18.Mr. Owen has deposed in paragraph 24, inter alia, that he undertook a Probate Search, on or about 18 April 2001, and again on the date of swearing his affidavit, which revealed that a probate application had not been lodged. Mr. Owen does not, however, depose to the making of any Probate Search immediately before the lodging of the Originating Motion and application in these proceedings. Had he done so, the search would have revealed the application lodged on 15 October 2001."
Whilst it may well be that certain firms of solicitors have a system in place whereby some record is maintained of all advertisements giving notice of applications for probate or letters of administration I do not believe any criticism of the plaintiff's solicitors for their apparent failure to do so is justified. Nor in my opinion can they be criticised for their failure to make a probate search prior to filing the originating motion on 19 October.
It would seem to me that to suggest otherwise is no more than looking at the matter with the benefit of hindsight.
Having caused a probate search to be undertaken on 5 October, I consider that in the absence of more, the plaintiff's solicitors were justified in filing the originating motion on 19 October without making a further probate search.
It would seem to me that the real cause of the problem in this case was the failure on the part of the defendant's solicitors to notify the plaintiff's solicitors that they had advertised notice of the application for probate on 12 September 2001 and that they had lodged an application for probate on 15 October shortly after those steps were taken. Had they done so it would not have been necessary for the plaintiff's solicitors to file the originating motion.
It must be remembered that the deceased died on 5 April 2000. In my opinion the delay which occurred in lodging the application for probate was quite unacceptable.
Whilst there may have been a satisfactory explanation for some of the delay, for example the ill health of the defendant, the failure of the defendant to make the application expeditiously clearly justified the plaintiff pursuing the matter in the manner he did.
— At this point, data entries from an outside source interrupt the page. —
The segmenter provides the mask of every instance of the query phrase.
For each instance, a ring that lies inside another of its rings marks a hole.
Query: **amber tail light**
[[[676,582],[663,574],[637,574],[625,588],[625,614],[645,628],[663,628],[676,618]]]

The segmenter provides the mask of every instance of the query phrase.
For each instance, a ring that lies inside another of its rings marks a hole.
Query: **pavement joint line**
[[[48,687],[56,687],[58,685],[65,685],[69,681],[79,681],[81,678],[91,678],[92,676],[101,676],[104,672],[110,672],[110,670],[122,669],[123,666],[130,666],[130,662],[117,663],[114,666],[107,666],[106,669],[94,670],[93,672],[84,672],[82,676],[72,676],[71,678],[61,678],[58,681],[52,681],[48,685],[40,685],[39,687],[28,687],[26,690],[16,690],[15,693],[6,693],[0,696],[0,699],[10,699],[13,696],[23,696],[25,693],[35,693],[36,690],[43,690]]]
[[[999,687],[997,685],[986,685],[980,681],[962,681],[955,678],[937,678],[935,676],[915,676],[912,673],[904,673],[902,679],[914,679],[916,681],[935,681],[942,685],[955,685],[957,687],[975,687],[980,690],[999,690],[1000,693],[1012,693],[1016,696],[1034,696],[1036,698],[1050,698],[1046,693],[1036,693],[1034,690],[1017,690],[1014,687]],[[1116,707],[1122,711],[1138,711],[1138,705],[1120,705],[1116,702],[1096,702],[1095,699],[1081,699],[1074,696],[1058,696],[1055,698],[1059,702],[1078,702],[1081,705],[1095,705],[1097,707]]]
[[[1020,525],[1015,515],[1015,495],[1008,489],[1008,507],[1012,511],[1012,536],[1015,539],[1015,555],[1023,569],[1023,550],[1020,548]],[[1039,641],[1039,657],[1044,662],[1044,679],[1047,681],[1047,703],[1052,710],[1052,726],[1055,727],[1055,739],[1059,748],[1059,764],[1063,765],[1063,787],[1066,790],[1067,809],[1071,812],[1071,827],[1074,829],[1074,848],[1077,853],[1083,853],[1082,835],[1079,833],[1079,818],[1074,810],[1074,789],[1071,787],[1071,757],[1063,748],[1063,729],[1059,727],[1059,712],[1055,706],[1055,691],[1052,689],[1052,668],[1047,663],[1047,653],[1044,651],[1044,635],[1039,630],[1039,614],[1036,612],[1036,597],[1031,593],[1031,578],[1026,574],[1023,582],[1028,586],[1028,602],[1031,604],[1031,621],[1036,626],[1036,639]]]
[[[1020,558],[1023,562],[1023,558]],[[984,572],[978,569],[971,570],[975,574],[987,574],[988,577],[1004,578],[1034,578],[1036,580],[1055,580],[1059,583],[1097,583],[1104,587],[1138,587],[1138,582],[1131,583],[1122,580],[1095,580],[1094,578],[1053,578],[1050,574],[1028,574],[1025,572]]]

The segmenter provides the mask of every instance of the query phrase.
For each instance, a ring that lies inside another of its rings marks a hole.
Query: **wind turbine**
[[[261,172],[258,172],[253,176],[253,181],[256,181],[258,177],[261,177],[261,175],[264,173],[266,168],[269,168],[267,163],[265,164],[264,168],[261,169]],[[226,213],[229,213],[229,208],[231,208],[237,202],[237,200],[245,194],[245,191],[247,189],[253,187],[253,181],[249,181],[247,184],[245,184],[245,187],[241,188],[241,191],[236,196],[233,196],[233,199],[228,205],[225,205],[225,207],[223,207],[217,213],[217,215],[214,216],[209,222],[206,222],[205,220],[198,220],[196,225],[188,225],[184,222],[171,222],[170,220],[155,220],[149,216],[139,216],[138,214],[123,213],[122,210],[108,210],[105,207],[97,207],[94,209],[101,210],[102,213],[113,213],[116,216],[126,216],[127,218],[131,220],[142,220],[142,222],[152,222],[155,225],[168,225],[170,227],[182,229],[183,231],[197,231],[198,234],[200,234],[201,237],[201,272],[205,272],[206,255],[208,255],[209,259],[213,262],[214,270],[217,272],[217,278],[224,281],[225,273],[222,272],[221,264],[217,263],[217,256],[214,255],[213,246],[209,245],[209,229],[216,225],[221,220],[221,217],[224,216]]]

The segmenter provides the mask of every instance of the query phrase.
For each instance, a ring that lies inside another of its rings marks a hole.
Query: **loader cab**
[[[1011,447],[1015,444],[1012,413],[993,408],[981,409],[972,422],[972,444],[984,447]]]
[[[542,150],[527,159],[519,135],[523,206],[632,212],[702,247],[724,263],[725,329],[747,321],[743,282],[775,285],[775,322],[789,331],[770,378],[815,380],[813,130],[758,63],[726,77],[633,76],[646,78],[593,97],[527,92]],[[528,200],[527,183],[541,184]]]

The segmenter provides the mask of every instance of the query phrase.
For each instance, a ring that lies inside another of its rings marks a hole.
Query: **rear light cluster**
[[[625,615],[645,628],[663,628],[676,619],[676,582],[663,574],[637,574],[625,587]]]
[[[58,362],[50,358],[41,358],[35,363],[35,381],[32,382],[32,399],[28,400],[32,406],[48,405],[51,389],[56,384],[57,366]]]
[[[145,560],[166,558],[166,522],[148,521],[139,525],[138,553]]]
I think that in the circumstances of the case a solicitor acting reasonably in the matter would have notified the plaintiff's solicitors once the application was made thereby removing the threat of any s.15 proceeding.
In my opinion the appropriate order to be made concerning the plaintiff's costs of the proceeding is that they be paid by the defendant.
I order that the originating motion be struck out. I order that the plaintiff's costs of the proceeding including any reserved costs be taxed and paid by the defendant.